When I load Fedora 28's /usr/bin/ls file into GDB, I can access to the symbol abformat_init, even if it is not present as a string nor in the symbols table of the binary file.
$ file /usr/bin/ls
/usr/bin/ls: ELF 64-bit LSB shared object, x86-64, version 1 (SYSV), dynamically linked, interpreter /lib64/ld-linux-x86-64.so.2, for GNU/Linux 3.2.0, BuildID[sha1]=d6d0ea6be508665f5586e90a30819d090710842f, stripped, too many notes (256)
$ readelf -S /usr/bin/ls | grep abformat
$ nm /usr/bin/ls
nm: /usr/bin/ls: no symbols
$ strings /usr/bin/ls | grep abformat
$ gdb /usr/bin/ls
[...]
Reading symbols from /usr/bin/ls...Reading symbols from /usr/bin/ls...(no debugging symbols found)...done.
(no debugging symbols found)...done.
Missing separate debuginfos, use: dnf debuginfo-install coreutils-8.29-7.fc28.x86_64
(gdb) info symbol abformat_init
abformat_init in section .text of /usr/bin/ls
Where does this symbol comes from? Is there a program that allows to extract them outside of GDB?
TL;DR:
- There is a special
.gnu_debugdata compressed section in Fedora binaries that GDB reads, and which contains mini-symbols.
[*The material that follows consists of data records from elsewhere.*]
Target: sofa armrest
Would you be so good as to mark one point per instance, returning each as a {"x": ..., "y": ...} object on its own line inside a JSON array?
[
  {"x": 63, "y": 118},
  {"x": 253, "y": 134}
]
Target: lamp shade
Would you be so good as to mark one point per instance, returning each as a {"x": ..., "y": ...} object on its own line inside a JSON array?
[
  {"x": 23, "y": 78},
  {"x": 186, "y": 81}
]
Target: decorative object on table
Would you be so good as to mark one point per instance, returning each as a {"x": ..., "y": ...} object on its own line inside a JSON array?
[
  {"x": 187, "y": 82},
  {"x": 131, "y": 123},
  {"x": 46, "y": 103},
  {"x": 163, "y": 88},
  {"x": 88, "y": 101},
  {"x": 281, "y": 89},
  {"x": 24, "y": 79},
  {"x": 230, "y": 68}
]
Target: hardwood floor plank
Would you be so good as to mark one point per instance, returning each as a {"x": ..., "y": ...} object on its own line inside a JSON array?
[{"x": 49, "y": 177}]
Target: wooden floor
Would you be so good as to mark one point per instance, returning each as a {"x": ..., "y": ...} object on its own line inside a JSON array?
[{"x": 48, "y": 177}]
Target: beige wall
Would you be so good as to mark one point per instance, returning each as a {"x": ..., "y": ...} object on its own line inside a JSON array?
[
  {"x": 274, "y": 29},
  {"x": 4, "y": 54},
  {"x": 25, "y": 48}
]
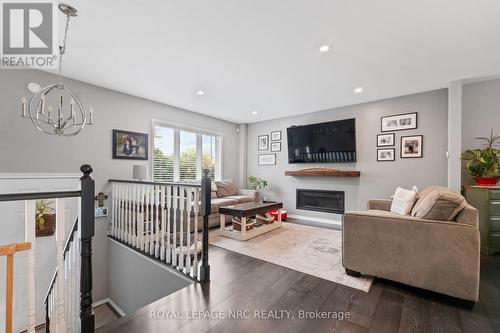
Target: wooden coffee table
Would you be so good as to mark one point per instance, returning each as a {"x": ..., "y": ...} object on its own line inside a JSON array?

- Contents of that section can be conveniently printed with
eu-readelf -Ws --elf-section /usr/bin/ls
readelf -S /usr/bin/ls | grep abformat
That command is dumping sections. You want symbols instead:
readelf -s /usr/bin/ls | grep abformat
readelf --all /usr/bin/ls | grep abformat
strings /usr/bin/ls | grep abformat
Strings tries to guess what you want, and doesn't output all strings found in the binary. See this blog post and try:
strings -a /usr/bin/ls | grep abformat
Update: I confirmed the results you've observed: abformat does not appear anywhere, yet GDB knows about it.
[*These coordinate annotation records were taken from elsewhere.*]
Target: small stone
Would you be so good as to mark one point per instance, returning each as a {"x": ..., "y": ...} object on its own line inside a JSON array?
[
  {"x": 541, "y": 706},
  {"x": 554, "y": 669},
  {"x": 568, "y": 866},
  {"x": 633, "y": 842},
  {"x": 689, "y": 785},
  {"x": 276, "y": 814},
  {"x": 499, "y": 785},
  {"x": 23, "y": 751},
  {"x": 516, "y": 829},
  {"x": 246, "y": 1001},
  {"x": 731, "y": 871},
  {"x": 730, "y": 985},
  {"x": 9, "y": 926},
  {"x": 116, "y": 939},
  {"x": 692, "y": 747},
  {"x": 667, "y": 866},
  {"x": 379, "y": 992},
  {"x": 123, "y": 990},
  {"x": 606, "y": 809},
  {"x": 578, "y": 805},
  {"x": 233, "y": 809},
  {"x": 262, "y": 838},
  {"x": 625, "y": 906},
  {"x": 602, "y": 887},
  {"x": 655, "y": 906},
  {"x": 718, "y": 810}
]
Turns out, there is a .gnu_debugdata compressed section (described here), which has mini-symbols.
To extract this data, normally you would do:
objcopy -O binary -j .gnu_debugdata /usr/bin/ls ls.mini.xz
However, that is broken on my system (produces empty output), so instead I used dd:
# You may need to adjust the numbers below from "readelf -WS /usr/bin/ls"
dd if=/usr/bin/ls of=ls.mini.xz bs=1 skip=151896 count=3764
xz -d ls.mini.xz
nm ls.mini | grep abformat
This produced:
00000000000005db0 t abformat_init
QED.
Additional info:
- Confusing GDB
no debugging symbols is addressed in this bug.
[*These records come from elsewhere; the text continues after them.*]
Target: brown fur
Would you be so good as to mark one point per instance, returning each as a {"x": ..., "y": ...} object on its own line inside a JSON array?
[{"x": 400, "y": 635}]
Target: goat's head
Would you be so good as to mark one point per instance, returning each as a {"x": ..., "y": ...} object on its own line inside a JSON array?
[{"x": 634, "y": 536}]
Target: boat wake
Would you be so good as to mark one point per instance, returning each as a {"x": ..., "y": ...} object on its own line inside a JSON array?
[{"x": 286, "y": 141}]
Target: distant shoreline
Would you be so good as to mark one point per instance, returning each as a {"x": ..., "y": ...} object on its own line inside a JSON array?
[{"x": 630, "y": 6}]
objcopy refusing to copy .gnu_debugdata is the subject of this bug.There is a tool that can conveniently dump this info:
eu-readelf -Ws --elf-section /usr/bin/ls | grep abformat
37: 0000000000005db0 593 FUNC LOCAL DEFAULT 14 abformat_init
Is there a program that allows to extract them outside of GDB?
Yes, you can use nm to extract the symbol, but you should look for the symbol in a separate debug info file, because the binary itself is stripped.
You can use readelf or objdump to know separate debug info file name, see How to know the name and/or path of the debug symbol file which is linked to a binary executable?:
$ objdump -s -j .gnu_debuglink /usr/bin/ls
/usr/bin/ls: file format elf64-x86-64
Contents of section .gnu_debuglink:
0000 6c732d38 2e33302d 362e6663 32392e78 ls-8.30-6.fc29.x
0010 38365f36 342e6465 62756700 5cddcc98 86_64.debug.\...
On Fedora 29 the separate debug info file name for /usr/bin/ls is ls-8.30-6.fc29.x86_64.debug.
Normally, on Fedora, separate debug info is installed to /usr/lib/debug/ directory so the full path to debug info file is /usr/lib/debug/usr/bin/ls-8.30-6.fc29.x86_64.debug.
Now you can look for the symbol with nm:
$ nm /usr/lib/debug/usr/bin/ls-8.30-6.fc29.x86_64.debug | grep abformat_init
0000000000006d70 t abformat_init
Note that separate debug info should be installed with debuginfo-install, this is what gdb is telling you.